The new season has just begun and last night we met another amazing contestant: Shifri Shapiro. In 2003 (before Israel had a security fence) she was in her car when a bus along side her was blown up by a Palestinian terrorist suicide bomber. Her life changed forever while seventeen people were killed in that attack on 5th March 2003.
Whenever we hear of an attack we hear about dead and injured. We don’t often hear the stories of the multitudes who don’t die but live on with life changing injuries.
Here is a
auto-translate proper translation provided by commenter CBA from the Israeli press. There’s a video on the page, it’s in Hebrew but you might enjoy it:
In front of everyone: The blind contestant who brought the judges to tears
In 2003, Shifri Shapira was injured in a terrorist attack and lost her sight.
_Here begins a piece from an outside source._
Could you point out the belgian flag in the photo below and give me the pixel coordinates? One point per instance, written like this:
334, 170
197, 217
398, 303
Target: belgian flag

After 5 years of depression, she decided she wasn’t going to let blindness stop her, and she returned to the hobbies she had before she was injured, and even more (“I went back to cooking, and I started painting and sculpting”). In the next episode of Master Chef she will prove to the judges that where there’s a will there’s a way. “I’m not a poor unfortunate, I don’t want to be thought of like that.”
Shifri Shapira will never forget Wednesday March 5, 2003. In one moment her life changed, when a suicide terrorist blew up the bus that was next to her car. In the attack, 17 were killed, and Shifri and scores of others were injured.
“Suddenly you have nothing”
“Before the attack I was very busy, I didn’t have a single free moment. I have a Ph.D. in Political Science and Criminology,” says Shifri, with an admirable calmness, “and suddenly you have nothing. I didn’t want to carry on living when they told me I had been blinded.”
“Five years ago I woke up and said, ‘I have children, I have a wonderful husband (44 years now) and I want to live’,” says Shifri emotionally. “I returned to my love, to cooking.”
“You use all the other senses”
“So from a practical perspective, how does someone who’s blind cook?” wondered Haim Cohen. “I have a certain order that I put things on the table, one thing after another. I smell everything,” explained Shifri, while she demonstrated her answer. “I do everything, I’m not afraid. Now I’m not willing to give up the things I want to do. I want to cook, I’m not a poor unfortunate, I don’t want to be thought of like that, I want to do what everyone else does, and quickly.”